3.3.1

Holding atrocities and abuses to account

Impunity breeds insecurity. That is why effective accountability is a strategic imperative as much as a moral one.

When governments or non-state actors can get away with atrocities or abuses, they are emboldened to commit and repeat them. We see this time and time again: impunity breeds insecurity. That is why effective accountability is a strategic imperative as much as a moral one.

The challenge for international justice is that its jurisdiction, in practice, is limited. International courts can only reach so far; the walls of national sovereignty mean they can rarely hold state crimes to account.

Still, its impotence in some cases is not a measure of its meaninglessness in general. Ultimately, international law is a normative system as much as a legal one. Its value lies not in its ability to prosecute all crimes, but to coordinate and activate our sense of duties as an international community. This is important, as it provides the basis of legitimacy needed to rally collective responses.

But it also shows that international law, while necessary, is insufficient: it relies on states more often than courts to dispense justice in its name. That is why Australia must continue to play an active part in international efforts to sanction atrocities and hold perpetrators to account.

To prevent impunity from driving insecurity, we will:

Apply targeted sanctions when warranted.
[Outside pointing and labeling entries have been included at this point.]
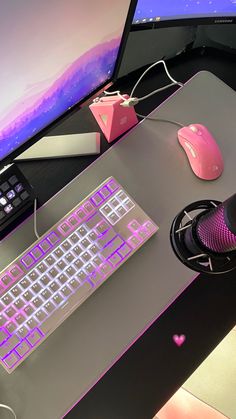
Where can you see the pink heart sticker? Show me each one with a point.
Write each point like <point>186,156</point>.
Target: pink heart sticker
<point>179,339</point>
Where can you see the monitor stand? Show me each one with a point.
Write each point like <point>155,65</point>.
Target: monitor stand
<point>60,146</point>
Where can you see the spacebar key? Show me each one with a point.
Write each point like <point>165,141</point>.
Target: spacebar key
<point>64,310</point>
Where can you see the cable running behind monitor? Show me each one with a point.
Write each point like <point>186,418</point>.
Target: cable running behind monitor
<point>159,13</point>
<point>54,54</point>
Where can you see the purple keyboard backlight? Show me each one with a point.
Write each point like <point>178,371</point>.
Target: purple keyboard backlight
<point>61,269</point>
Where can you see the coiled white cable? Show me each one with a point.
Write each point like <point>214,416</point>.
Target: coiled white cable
<point>4,406</point>
<point>149,68</point>
<point>132,101</point>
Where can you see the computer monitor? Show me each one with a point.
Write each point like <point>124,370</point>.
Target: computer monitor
<point>55,54</point>
<point>159,13</point>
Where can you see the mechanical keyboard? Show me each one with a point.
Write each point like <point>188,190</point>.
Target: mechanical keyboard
<point>59,271</point>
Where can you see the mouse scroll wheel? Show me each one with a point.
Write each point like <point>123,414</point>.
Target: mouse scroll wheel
<point>195,129</point>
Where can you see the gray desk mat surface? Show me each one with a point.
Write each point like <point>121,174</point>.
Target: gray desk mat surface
<point>153,168</point>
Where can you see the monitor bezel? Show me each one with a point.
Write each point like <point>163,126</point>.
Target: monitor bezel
<point>193,21</point>
<point>84,101</point>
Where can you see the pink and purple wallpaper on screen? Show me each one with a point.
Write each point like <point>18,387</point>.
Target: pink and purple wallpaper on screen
<point>53,54</point>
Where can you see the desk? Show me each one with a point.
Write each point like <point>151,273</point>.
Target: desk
<point>67,364</point>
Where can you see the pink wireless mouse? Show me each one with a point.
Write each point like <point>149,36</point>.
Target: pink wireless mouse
<point>203,153</point>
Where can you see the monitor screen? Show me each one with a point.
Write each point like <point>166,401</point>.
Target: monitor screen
<point>154,11</point>
<point>54,54</point>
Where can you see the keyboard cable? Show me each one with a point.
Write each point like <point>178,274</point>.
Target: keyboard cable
<point>4,406</point>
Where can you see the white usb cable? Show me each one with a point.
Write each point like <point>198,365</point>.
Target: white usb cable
<point>132,101</point>
<point>4,406</point>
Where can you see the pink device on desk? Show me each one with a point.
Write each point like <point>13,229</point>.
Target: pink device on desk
<point>203,152</point>
<point>113,118</point>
Targeted sanctions aim to apply acute pressure on the material interests of individuals involved in atrocities or rights abuses, while avoiding collateral suffering. In that way, targeted sanctions have more strategic potential than generalised ones, which tend to punish populations without disincentivising elites. Noting this, Australia will make full use of its new Magnitsky-style sanctions regime as our main means of deterring and preventing atrocities or systemic rights abuses.

Deprive international status when effective. Many regimes are highly sensitive to the deprivation of international status, which can undermine prestige as a core basis of domestic legitimacy. In this way, exclusion from international settings, such as sports or diplomatic forums, can be an effective means of deterring or dissuading rights abuses. The role of sports boycotts in ending Apartheid is evidence of this. Australia will therefore reserve this as a lever we apply, in concert with other partners, to prevent or deter systemic rights abuses.
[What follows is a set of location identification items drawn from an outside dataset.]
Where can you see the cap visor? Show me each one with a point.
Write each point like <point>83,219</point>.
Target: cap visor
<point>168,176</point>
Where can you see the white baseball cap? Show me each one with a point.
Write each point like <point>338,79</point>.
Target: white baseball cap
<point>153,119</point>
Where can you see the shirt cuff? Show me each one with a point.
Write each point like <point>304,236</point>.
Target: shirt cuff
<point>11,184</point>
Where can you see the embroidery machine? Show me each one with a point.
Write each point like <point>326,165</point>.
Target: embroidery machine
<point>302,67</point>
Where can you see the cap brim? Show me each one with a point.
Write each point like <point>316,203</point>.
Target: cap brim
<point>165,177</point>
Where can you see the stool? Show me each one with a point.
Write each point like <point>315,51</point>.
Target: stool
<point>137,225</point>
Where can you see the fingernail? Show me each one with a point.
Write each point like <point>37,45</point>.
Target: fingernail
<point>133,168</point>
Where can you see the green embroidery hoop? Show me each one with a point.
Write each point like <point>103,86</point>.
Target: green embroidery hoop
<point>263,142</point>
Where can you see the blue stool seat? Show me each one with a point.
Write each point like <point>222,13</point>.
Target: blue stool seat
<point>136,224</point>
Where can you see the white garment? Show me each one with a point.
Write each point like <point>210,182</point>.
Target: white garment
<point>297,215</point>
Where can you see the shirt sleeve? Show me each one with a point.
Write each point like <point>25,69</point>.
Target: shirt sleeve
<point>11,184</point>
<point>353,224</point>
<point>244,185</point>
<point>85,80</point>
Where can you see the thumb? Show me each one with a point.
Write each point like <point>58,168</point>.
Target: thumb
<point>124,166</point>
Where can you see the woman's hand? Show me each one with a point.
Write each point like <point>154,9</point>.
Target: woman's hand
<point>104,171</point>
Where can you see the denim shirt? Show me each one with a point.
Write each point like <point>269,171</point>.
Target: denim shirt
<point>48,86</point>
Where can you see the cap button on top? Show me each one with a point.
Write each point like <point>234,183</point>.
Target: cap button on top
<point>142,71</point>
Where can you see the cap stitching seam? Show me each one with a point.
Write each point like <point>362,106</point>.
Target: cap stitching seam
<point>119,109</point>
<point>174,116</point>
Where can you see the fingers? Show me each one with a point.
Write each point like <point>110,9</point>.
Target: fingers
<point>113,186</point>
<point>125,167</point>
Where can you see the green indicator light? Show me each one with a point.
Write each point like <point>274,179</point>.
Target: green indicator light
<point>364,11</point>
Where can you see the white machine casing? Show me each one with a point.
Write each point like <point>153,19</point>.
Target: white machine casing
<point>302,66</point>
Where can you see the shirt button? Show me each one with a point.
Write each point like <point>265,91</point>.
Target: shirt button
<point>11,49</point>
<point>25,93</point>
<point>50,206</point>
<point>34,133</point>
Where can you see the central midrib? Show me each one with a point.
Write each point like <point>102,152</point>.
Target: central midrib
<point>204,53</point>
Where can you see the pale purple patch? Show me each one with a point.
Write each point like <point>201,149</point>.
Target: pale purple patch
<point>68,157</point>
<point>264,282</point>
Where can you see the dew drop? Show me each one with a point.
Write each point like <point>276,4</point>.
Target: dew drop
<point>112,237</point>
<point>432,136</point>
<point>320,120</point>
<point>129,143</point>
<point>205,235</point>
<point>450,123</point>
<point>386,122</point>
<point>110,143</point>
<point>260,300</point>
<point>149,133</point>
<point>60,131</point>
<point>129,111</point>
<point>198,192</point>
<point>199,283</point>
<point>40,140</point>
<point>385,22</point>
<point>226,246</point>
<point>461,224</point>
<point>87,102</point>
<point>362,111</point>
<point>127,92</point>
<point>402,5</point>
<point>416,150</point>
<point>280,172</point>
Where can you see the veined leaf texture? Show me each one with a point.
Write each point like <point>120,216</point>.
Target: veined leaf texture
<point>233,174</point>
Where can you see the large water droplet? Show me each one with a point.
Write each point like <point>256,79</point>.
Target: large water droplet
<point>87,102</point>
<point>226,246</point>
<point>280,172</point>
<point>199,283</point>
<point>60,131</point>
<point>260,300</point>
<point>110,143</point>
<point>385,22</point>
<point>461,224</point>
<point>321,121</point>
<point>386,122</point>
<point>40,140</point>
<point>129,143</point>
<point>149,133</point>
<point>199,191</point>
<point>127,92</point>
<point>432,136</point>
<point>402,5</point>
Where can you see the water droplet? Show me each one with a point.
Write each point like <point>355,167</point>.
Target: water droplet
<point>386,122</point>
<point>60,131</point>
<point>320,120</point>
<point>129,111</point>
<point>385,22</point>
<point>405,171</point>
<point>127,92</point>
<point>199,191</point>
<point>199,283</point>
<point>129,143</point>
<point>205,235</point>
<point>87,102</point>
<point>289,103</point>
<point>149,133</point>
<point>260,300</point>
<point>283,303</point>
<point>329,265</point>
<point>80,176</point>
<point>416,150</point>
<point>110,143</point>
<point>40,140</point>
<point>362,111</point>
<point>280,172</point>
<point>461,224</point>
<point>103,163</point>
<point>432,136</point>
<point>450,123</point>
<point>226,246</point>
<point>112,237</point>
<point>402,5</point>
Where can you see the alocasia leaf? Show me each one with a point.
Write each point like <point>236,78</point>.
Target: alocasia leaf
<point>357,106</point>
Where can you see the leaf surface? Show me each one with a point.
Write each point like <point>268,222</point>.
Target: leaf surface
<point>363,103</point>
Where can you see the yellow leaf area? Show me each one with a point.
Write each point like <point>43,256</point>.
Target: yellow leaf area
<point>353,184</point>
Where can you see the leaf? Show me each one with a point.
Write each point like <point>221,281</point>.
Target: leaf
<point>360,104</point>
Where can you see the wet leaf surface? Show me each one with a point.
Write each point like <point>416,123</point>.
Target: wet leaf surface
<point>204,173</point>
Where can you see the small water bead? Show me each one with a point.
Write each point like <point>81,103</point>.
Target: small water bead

Support comprehensive economic sanctions when needed. In the gravest cases of state-perpetrated atrocities, war crimes, or genocides, broad-ranging and hard-sitting sanctions are sometimes required. In these rare cases, and even when they are unlikely to influence the perpetrating state's behaviour directly, sweeping sanctions are necessary to prevent the wider normalisation of such atrocities.

Promote the Responsibility to Protect (R2P). While the principle was unanimously endorsed by UN member states, it has so far failed to transform state behaviour. Australia will therefore work through the UN and with international partners to strengthen R2P as an operative international norm. We will promote it as a basis for state responsibility to their citizens; but also as a legitimate and animating basis for interventions against genocide, war crimes, ethnic cleansing, and crimes against humanity.
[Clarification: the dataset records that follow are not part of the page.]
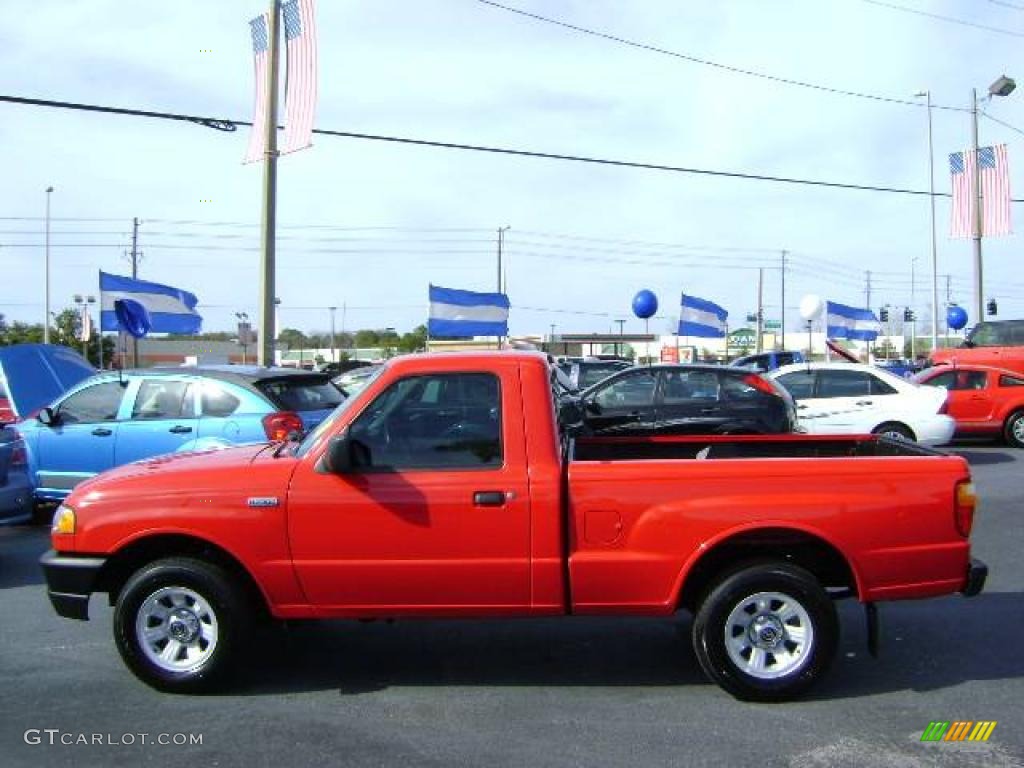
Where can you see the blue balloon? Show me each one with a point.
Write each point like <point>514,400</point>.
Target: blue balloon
<point>955,317</point>
<point>644,304</point>
<point>132,317</point>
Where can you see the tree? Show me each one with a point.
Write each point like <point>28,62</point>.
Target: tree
<point>293,339</point>
<point>415,341</point>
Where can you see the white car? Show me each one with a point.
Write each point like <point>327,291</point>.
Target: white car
<point>854,398</point>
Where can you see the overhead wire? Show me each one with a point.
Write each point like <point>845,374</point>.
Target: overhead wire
<point>707,62</point>
<point>512,152</point>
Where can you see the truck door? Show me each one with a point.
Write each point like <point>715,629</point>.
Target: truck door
<point>435,514</point>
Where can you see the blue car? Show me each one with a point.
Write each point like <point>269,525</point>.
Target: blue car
<point>117,417</point>
<point>31,376</point>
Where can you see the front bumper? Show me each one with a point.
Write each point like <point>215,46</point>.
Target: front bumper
<point>977,572</point>
<point>70,581</point>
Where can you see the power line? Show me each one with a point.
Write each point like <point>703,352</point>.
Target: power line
<point>707,62</point>
<point>508,151</point>
<point>925,13</point>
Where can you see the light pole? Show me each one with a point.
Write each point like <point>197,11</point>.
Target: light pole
<point>931,199</point>
<point>333,310</point>
<point>244,329</point>
<point>46,316</point>
<point>1001,87</point>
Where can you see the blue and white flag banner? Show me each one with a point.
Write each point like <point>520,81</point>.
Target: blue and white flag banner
<point>466,313</point>
<point>701,317</point>
<point>844,322</point>
<point>171,309</point>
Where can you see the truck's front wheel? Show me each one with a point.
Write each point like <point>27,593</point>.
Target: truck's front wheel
<point>178,623</point>
<point>766,633</point>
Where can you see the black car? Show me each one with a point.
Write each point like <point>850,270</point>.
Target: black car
<point>589,371</point>
<point>686,399</point>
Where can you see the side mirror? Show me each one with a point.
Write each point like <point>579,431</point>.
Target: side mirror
<point>338,458</point>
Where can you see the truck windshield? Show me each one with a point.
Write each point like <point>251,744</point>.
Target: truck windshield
<point>316,435</point>
<point>997,334</point>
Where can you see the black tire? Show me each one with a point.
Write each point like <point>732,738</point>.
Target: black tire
<point>896,430</point>
<point>1013,430</point>
<point>725,662</point>
<point>222,619</point>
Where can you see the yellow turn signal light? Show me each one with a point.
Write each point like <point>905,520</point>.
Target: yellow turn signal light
<point>64,520</point>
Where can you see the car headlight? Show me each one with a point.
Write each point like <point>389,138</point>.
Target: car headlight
<point>64,520</point>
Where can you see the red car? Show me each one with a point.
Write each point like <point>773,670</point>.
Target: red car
<point>984,400</point>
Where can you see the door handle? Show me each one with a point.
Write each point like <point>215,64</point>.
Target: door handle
<point>488,499</point>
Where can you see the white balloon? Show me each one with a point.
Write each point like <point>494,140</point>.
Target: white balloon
<point>811,306</point>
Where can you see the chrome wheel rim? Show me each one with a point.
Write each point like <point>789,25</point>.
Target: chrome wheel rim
<point>769,635</point>
<point>176,628</point>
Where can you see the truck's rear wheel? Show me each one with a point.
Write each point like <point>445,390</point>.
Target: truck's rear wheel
<point>179,623</point>
<point>1014,429</point>
<point>766,633</point>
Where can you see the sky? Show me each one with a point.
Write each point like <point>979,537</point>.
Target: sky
<point>366,225</point>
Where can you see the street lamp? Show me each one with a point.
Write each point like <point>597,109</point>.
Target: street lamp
<point>244,330</point>
<point>46,316</point>
<point>333,310</point>
<point>1004,86</point>
<point>931,199</point>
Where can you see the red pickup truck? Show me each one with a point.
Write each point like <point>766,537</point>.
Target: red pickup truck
<point>450,486</point>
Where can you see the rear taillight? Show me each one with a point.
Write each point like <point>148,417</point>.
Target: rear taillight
<point>760,384</point>
<point>965,507</point>
<point>281,424</point>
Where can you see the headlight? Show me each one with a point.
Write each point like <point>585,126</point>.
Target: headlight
<point>64,520</point>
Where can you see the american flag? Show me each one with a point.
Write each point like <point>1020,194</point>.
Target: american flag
<point>261,44</point>
<point>994,179</point>
<point>300,87</point>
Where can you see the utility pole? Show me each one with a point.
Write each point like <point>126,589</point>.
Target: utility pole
<point>333,310</point>
<point>781,316</point>
<point>134,275</point>
<point>46,309</point>
<point>501,243</point>
<point>976,199</point>
<point>267,287</point>
<point>761,309</point>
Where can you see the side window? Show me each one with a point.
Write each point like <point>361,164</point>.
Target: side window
<point>98,402</point>
<point>163,398</point>
<point>683,386</point>
<point>800,384</point>
<point>444,421</point>
<point>216,401</point>
<point>947,380</point>
<point>974,379</point>
<point>844,383</point>
<point>628,391</point>
<point>882,387</point>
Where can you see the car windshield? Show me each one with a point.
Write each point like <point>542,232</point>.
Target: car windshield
<point>314,437</point>
<point>302,393</point>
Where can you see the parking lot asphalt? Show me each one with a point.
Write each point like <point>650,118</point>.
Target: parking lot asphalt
<point>555,692</point>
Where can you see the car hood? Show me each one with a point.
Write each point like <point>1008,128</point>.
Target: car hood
<point>38,374</point>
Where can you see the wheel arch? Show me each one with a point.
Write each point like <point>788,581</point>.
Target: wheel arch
<point>803,548</point>
<point>139,552</point>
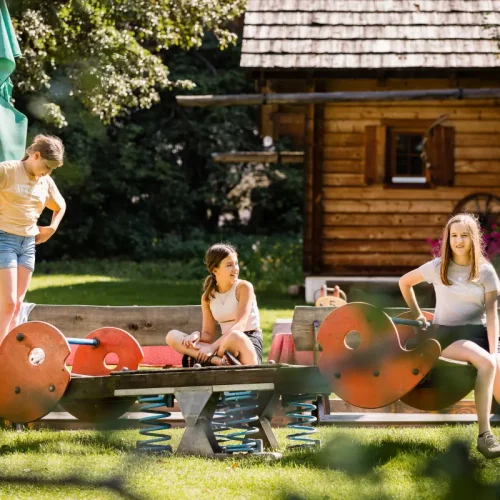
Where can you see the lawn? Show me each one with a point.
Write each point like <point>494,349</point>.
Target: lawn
<point>353,463</point>
<point>122,291</point>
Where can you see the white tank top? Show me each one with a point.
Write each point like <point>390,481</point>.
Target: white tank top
<point>224,307</point>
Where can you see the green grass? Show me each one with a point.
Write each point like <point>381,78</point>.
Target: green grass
<point>355,463</point>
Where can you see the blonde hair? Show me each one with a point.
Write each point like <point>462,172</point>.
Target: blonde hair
<point>50,148</point>
<point>477,255</point>
<point>214,256</point>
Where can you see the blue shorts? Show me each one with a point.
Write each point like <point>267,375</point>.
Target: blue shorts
<point>17,251</point>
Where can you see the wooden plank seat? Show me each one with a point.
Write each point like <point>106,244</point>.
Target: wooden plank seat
<point>448,382</point>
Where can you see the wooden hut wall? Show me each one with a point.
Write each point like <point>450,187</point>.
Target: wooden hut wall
<point>374,229</point>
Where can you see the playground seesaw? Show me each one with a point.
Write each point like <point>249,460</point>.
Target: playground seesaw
<point>364,356</point>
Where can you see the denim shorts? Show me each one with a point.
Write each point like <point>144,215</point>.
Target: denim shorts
<point>17,251</point>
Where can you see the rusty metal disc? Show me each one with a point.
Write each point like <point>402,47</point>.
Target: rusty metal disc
<point>363,359</point>
<point>446,384</point>
<point>33,371</point>
<point>409,336</point>
<point>90,360</point>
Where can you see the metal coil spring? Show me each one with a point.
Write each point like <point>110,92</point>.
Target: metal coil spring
<point>156,426</point>
<point>301,420</point>
<point>233,414</point>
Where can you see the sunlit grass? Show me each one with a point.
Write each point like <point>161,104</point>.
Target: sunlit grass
<point>353,463</point>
Advocate the international adoption of robust modern slavery laws. Per initiative 2.3.1, Australia will work to strengthen its own regime, including by lowering turnover threshold at which companies must report on forced labour risks. At the same time, we will more broadly encourage other countries to adopt and enforce similarly robust laws.

Strengthen the International Criminal Court and International Court of Justice. As much as the ICJ has limited practical enforcement capacity, its rulings still carry normative importance, by providing a legitimate basis for the international community to mobilise sanctions in its stead. It is therefore important that we work with like-minded partners to encourage international respect for its authority; and indeed, when needed, rebut challenges to its mandate. The same applies to the ICC (which rules against individuals rather than states). In the case of ICC, however, we should also work to ensure that it is properly resourced: for unlike the ICJ, it can prosecute and detain individuals for crimes against humanity. Many state criminals are beyond its reach, but we should still support its practical role in ending the impunity of terrorists, non-state actors, and deposed regime figures.